The Chief Advocate at the Alliance for Gambling Reform has called for the federal government and the states to establish a national gambling harm regulator in Australia, amid new research that found Australians lost over AU$11
Calls for Australian national gambling harm regulator amid US 7 7bn pokies losses

The Chief Advocate at the Alliance for Gambling Reform has called for the federal governing and the states to found a national gaming harm regulator inwards Australia, amid unexampled search that found Australians lost o'er AU$11.4bn (US$7.74bn) on stove poker machines inward a single year.
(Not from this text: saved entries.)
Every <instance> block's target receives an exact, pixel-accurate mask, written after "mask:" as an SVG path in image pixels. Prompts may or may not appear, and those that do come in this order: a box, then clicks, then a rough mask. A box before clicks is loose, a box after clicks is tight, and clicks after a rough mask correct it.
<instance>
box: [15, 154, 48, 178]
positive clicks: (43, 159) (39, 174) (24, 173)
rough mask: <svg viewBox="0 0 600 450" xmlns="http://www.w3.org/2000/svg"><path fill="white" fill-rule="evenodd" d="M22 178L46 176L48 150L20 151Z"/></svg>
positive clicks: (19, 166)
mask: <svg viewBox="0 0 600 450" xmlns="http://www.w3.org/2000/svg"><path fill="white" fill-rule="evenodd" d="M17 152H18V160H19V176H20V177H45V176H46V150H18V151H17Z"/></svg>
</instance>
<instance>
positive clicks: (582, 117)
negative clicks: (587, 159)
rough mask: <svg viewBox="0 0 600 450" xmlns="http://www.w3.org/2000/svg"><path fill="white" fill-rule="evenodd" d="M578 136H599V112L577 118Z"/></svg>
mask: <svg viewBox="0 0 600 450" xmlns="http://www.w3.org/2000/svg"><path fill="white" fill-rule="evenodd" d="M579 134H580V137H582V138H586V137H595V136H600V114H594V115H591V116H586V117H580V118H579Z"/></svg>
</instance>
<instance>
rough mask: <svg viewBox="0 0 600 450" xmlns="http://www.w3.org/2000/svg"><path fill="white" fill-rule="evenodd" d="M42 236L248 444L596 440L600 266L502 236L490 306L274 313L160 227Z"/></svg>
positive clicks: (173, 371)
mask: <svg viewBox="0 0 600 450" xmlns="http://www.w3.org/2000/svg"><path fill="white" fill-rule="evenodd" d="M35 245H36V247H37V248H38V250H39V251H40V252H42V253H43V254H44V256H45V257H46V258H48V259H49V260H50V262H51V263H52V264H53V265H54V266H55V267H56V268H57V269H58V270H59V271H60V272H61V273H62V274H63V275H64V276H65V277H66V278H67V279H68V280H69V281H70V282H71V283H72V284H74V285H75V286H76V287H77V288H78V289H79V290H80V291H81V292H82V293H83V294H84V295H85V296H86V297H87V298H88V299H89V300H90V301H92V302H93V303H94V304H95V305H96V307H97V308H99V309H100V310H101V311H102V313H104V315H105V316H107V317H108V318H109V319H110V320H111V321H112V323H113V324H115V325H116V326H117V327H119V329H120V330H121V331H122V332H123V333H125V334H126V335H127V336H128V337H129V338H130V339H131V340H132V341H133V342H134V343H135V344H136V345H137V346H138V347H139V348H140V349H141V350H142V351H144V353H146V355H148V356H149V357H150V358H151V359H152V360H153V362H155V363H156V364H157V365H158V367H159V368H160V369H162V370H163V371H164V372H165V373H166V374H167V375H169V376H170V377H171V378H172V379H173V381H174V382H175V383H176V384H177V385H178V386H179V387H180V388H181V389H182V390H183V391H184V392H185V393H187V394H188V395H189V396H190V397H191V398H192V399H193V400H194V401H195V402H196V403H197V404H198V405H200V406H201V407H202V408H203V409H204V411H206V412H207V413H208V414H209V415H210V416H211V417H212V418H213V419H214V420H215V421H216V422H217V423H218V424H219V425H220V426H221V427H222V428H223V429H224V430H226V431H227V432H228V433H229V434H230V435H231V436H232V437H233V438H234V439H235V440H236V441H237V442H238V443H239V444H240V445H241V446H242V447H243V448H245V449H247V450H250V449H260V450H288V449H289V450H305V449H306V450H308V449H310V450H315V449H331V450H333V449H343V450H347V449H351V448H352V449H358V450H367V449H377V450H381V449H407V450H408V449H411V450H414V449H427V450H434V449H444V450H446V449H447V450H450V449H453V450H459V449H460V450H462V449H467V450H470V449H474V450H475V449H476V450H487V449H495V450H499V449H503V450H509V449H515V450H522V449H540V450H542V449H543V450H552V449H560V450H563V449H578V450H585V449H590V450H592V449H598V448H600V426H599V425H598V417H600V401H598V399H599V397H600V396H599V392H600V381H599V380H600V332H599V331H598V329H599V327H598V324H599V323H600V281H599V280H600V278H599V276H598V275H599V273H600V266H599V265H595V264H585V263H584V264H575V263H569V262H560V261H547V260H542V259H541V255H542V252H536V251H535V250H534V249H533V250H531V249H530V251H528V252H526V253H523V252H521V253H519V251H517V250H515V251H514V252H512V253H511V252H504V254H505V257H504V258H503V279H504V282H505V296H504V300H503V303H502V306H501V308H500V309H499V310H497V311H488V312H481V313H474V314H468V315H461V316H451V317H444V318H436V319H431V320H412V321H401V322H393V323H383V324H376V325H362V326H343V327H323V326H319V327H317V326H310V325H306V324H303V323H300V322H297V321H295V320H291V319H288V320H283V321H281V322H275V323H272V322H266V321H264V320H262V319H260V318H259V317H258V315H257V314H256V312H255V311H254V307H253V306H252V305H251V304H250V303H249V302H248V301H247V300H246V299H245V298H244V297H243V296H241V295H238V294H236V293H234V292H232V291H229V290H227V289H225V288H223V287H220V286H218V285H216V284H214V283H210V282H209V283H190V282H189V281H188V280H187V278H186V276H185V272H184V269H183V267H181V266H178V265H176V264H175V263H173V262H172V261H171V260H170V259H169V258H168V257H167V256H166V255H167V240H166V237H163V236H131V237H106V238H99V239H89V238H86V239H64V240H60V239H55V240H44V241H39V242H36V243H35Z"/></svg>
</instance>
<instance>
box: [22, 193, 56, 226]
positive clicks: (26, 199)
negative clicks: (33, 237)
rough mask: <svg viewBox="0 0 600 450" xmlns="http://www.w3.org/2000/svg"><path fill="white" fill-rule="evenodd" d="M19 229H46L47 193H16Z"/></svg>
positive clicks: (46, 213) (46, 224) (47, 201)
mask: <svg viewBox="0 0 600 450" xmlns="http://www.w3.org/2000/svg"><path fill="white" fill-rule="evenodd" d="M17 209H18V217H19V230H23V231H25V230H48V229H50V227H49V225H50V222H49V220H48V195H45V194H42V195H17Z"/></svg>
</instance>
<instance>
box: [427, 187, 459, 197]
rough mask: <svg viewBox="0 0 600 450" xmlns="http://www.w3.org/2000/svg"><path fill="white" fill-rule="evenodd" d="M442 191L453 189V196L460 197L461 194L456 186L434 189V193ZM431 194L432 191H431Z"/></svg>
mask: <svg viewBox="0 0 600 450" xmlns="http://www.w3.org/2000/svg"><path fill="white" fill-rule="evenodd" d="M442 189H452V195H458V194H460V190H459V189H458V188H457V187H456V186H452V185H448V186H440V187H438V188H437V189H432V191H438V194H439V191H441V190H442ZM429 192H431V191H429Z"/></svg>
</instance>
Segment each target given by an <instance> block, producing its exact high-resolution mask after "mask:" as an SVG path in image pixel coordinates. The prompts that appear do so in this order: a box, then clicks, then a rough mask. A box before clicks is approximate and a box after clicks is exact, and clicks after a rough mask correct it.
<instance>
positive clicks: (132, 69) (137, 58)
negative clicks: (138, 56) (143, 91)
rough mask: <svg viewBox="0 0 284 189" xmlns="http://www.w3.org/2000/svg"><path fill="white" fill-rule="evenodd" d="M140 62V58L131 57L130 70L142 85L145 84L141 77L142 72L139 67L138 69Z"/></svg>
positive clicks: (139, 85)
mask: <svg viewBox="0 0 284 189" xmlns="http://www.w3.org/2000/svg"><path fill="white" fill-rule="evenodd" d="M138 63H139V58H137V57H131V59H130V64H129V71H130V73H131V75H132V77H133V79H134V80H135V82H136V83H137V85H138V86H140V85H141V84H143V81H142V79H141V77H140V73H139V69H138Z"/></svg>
Pokies losses did correct inwards capital of Seychelles and New South Cambria past around 17% compared to pre-pandemic levels, mainly due to pandemic closures and restrictions, but they were higher inwards Queensland, South Commonwealth of Australia and Tasmania compared to 2018/19. In Queen Victoria alone, gaming simple machine users lost over AU$2.2bn over the 2021/22 financial year, with the ordinary Victorian user losing around AU$2,800.

The figures, compiled by the Gambling and Social Determinants Unit at Monash University, include poker game machines at pubs and clubs, not at casinos.

Chief Advocate at the Alliance for Gambling Reform Tim Costello expects the losses to farm despite people facing cost-of-living pressure and declining existent wages.

“It goes upwardly below stress,” said Costello. “People literally either get some embossment from sitting in the zona inwards forepart of the machine, or they have a belief: I’m stuffed anyway, I can’t make up the split or the mortgage anyway, but the pokies are maybe a shot.”

Costello has called for the national play harm regulator to live naturalized to go under out the financial, societal and health consequences of stove poker political machine habituation inwards the country. Commonwealth of Australia has 75% of the world’s pub and order pokies.

Victorian Gambling and Casino Control Commission (VGCCC), Victoria’s unexampled gaming watchdog, late warned that tougher laws on money laundering and problem gaming at Crown Melbourne could lay on the line pushing pokie addicts and criminals to pubs and clubs.